"Bis … aku ha-mil!" Raya menatap kekasihnya yang sedang menyantap makan siang mereka.
Bisma terlihat acuh, dia menatap Raya sekilas. "Ya, itu gampang."
"Jadi, kamu mau tanggungjawab, kan?"
"Tanggungjawab? Ngaco. Kita masih sekolah, gugurkan saja!" Bisma kembali malahap makanannya, tanpa memperdulikan Raya yang sudah menangis.
'Aku Bodoh. Aku sudah tahu kalau dia itu suka mainin wanita. Tapi … kenapa aku bisa menerima dia waktu itu?' Raya mengulas perutnya yang masih rata. Ini merupakan kesalahan terbesar yang pernah dia ambil. Desas desus itu memang sudah terdengar di telinga nya, bahwa seorang Bisma Adi Prasetyo merupakan seorang playboy ulung. Suka memainkan perasaan wanita, dan memutuskan hubungan dengan seenaknya.

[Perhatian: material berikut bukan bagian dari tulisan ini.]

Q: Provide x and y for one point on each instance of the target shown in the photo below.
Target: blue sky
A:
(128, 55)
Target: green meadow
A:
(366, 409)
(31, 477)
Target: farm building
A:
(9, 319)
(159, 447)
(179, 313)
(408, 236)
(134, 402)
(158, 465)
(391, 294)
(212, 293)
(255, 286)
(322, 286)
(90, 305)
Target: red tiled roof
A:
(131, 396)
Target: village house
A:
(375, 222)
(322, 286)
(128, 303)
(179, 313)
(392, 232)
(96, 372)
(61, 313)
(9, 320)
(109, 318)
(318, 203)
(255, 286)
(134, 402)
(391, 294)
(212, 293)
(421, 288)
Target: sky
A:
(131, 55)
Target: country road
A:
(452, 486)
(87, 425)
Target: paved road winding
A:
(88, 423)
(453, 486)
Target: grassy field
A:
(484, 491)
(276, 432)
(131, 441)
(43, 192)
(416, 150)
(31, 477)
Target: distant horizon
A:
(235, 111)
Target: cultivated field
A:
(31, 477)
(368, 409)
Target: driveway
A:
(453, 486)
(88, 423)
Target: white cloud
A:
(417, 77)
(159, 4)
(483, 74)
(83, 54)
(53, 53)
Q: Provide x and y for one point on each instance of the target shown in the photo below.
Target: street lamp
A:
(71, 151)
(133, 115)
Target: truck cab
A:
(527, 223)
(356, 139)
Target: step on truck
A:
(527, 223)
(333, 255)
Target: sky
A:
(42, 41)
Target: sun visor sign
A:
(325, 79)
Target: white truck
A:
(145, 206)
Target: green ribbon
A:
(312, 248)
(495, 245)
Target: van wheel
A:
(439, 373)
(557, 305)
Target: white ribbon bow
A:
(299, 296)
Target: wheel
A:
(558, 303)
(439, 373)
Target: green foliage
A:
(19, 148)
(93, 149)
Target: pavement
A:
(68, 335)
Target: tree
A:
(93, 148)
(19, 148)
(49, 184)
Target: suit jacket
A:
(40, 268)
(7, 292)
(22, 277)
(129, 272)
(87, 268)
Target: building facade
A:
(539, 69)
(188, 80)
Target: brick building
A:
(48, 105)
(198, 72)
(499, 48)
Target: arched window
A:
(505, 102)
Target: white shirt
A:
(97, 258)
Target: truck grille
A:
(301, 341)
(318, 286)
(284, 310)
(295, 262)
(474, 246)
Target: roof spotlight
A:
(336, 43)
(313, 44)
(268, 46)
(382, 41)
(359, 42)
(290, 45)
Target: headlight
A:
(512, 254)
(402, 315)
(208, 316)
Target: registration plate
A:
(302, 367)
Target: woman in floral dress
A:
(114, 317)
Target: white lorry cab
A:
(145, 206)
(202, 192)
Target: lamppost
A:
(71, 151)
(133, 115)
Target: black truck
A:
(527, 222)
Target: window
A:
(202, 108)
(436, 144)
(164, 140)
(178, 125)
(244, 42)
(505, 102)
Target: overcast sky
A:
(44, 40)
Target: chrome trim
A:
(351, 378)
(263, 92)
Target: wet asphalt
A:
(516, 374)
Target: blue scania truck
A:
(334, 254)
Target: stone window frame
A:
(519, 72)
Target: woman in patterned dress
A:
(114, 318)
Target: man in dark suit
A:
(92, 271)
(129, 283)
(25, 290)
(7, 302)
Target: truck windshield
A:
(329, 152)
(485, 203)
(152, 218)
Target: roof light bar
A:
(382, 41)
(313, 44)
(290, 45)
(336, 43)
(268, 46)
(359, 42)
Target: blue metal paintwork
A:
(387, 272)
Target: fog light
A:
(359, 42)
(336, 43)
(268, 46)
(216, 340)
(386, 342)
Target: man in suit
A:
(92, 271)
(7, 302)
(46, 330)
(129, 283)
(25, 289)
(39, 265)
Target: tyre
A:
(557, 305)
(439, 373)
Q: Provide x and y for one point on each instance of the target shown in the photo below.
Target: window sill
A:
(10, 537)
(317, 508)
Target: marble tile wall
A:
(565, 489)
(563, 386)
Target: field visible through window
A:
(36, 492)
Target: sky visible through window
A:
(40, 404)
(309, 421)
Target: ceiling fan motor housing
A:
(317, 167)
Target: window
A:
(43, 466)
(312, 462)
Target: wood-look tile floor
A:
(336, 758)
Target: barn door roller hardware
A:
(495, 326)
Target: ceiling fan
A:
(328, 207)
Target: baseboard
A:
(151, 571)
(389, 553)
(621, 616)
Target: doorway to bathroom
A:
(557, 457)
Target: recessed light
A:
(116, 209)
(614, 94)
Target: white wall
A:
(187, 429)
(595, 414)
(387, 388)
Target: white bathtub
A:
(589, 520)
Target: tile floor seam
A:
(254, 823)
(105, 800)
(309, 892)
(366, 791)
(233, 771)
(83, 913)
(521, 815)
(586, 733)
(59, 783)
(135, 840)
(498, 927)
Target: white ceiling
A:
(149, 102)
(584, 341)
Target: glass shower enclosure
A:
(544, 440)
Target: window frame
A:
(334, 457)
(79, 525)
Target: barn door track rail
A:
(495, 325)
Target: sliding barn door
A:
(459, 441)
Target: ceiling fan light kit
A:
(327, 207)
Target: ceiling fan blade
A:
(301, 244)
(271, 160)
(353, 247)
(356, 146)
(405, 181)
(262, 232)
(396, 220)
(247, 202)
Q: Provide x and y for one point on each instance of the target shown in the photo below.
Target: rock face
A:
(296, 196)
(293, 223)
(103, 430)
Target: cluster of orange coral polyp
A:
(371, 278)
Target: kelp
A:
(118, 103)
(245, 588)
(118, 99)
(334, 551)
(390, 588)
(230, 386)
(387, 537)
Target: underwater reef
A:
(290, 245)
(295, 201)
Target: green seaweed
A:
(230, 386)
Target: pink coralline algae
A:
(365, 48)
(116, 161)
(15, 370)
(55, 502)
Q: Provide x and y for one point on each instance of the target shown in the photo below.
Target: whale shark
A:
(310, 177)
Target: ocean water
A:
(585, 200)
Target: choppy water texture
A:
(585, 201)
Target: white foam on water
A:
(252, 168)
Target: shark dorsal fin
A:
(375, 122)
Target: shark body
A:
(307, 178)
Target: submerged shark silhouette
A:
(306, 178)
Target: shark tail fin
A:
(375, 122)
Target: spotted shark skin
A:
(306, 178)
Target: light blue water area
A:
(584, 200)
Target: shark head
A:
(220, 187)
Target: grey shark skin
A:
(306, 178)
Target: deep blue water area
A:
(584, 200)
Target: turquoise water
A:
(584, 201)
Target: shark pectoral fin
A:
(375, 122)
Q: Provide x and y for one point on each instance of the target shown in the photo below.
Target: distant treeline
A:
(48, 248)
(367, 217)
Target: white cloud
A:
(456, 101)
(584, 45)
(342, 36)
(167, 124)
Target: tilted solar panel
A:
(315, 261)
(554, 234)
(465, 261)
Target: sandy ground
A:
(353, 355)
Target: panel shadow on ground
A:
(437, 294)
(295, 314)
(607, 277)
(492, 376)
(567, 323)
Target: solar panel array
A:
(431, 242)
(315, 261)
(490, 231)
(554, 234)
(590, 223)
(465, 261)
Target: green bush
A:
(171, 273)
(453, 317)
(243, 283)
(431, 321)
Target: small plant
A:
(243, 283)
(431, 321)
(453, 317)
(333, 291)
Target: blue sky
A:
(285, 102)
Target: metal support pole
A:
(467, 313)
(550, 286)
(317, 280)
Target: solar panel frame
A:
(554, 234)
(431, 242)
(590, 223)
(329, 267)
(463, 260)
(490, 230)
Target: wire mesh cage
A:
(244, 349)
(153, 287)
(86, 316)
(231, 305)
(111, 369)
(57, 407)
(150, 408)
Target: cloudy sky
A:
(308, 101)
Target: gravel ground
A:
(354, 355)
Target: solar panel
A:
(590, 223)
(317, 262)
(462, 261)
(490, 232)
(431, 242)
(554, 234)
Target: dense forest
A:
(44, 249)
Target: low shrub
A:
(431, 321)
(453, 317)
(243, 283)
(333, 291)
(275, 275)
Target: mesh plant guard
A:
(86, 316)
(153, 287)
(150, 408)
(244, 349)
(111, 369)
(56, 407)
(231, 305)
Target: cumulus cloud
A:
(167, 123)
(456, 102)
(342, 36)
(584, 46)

Tapi, kenapa dia bisa terjebak dengan perasaannya sendiri? Dia malah menyerahkan sesuatu yang paling berharga miliknya, kepada lelaki sampah dihadapannya. Kepopuleranya di sekolah telah menutup desas desus itu. Sehingga masih banyak gadis yang sukarela dan memohon untuk menjadi kekasih dari seorang Bintang Sekolah.
"Kenapa nangis? Dari awal aku gak minta itu sama kamu. Bukannya kamu yang sukarela menyerahkan semua itu kepadaku?" Bisma menghentikan makannya. Dia mengambil sebuah rokok dan korek di saku celana, lalu menghidupkannya.
Ya, Raya bodoh. Semua perhatian yang diberikan Bisma membuat dia takut kehilangan lelaki itu. Awalnya dia berpikir dengan menyerahkan keperawanannya, Bisma tidak akan meninggalkannya. Namun dia salah, Bisma mengacuhkan dirinya. Bahkan benih yang dia tanam diperut Raya, sama sekali tidak berharga.
"A-ku, gak mau gugurin kandungan ini, Bis. Aku mau rawat dia." Raya menatap Bisma tajam, "kamu gak bisa giniin aku. Aku akan kasih tahu semua orang. Agar gak ada lagi yang jadi korban kamu kedepannya."
Bisma memandang remeh kearah Raya, dia menghisap kembali rokok ditangannya. "Kamu pikir semudah itu menghancurkan aku? Kamu lupa siapa aku? Aku bisa kapan saja menghancurkan keluarga kamu. Dan membuat semuanya menderita!"
Raya menggeleng, dia sadar tidak semudah itu bisa membalas perbuatan Bisma. "Baik! Aku gak bakal lakukan itu semua. Tapi, aku jamin Bisma. Kamu akan menyesal. Selama ini kamu menganggap wanita sebagai mainan kamu, dan mereka gak ada harganya dimata kamu.
Dan aku yakin, suatu hari nanti kamu akan menemukan orang yang berharga di hidup kamu. Aku bersumpah, kamu gak akan bahagia bersama dia. Kamu gak akan pernah bisa milikin dia! Dan kamu gak akan bisa menghapus air matanya, walaupun kamu berada didekatnya. Itu sumpah aku Bisma, kamu yang akan membuat perempuan yang kamu cintai merasakan penderitaan yang aku rasakan." Raya pergi meninggalkan Bisma dengan segala luka di dadanya. 'Walau aku berharap, aku adalah perempuan terakhir yang kamu sakiti," batin Raya.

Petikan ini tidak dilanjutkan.